You are viewing a plain text version of this content. The canonical link for it is here.

Posted to user@flink.apache.org by vipul singh <ne...@gmail.com> on 2017/10/03 06:01:33 UTC

Weird error in submitting a flink job to yarn cluster

Hello,

I am working on a ParquetSink writer, which will convert a kafka stream to
parquet format. I am having some weird issues in deploying this application
to a yarn cluster. I am not 100% sure this falls into a flink related
error, but I wanted to reach out to folks here incase it might be.


If I launch Flink within YARN only for executing a single job, it runs ok.
This is the command I use for the deployment:

*Command:* *flink run  --jobmanager yarn-cluster -ytm 4096 -yjm 1048 -ys 2
-yn 2 -d -c <class_name> jar_name.jar*

However as soon as I try to submit a similar job to a already running yarn
cluster, I start to get these
errors(*https://gist.github.com/neoeahit/f0130e9f447ea9c2baa38bf5ee4e6a57
<https://gist.github.com/neoeahit/f0130e9f447ea9c2baa38bf5ee4e6a57>*) and
application crashes. I checked the location in /tmp, where I am creating
the file, and there is no file existing there.

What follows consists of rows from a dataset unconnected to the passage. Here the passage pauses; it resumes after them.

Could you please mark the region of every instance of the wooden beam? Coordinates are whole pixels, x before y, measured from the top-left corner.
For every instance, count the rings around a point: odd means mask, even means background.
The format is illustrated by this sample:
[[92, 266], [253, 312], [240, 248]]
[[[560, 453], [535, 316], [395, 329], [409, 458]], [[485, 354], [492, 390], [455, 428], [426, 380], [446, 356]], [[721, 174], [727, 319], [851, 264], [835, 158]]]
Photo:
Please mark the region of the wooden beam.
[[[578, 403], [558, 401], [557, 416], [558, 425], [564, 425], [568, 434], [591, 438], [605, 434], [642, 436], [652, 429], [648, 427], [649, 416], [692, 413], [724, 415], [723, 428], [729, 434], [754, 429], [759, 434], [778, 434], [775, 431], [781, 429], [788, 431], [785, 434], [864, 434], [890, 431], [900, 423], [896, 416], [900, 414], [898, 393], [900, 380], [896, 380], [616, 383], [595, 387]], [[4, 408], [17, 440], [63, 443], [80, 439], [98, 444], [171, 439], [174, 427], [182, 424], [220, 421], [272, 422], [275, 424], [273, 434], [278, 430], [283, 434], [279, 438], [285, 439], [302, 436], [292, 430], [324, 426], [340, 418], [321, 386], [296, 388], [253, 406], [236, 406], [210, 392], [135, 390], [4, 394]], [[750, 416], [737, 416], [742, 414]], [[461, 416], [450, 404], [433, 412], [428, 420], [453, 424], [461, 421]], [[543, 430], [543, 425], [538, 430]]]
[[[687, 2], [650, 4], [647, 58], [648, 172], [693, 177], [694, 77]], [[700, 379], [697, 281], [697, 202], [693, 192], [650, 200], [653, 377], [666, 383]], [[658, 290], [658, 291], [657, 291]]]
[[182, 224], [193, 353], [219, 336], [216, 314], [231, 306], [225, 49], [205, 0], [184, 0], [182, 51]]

*Command:* *flink run -yid application_id -d -c <class_name> jar_name.jar *


A bit more about my algorithm, I use a temp array to buffer messages in the
@invoke method, and when specific threshold are reached I create a parquet
file with this buffered data. Once a tmp parquet file is created, I upload
this file to long term storage.

The code to write buffered data to a parquet file is:

 writer = Some(AvroParquetWriter.builder(getPendingFilePath(tmp_filename.get))
   .withSchema(schema.get)
   .withCompressionCodec(compressionCodecName)
   .withRowGroupSize(blockSize)
   .withPageSize(pageSize)
   .build())
bufferedMessages.foreach { e =>
  writer.get.write(e.payload)
}
writer.get.close()


Please do let me know.

Thanking in advance,
- Vipul

Re: Weird error in submitting a flink job to yarn cluster

Posted by Chesnay Schepler <ch...@apache.org>.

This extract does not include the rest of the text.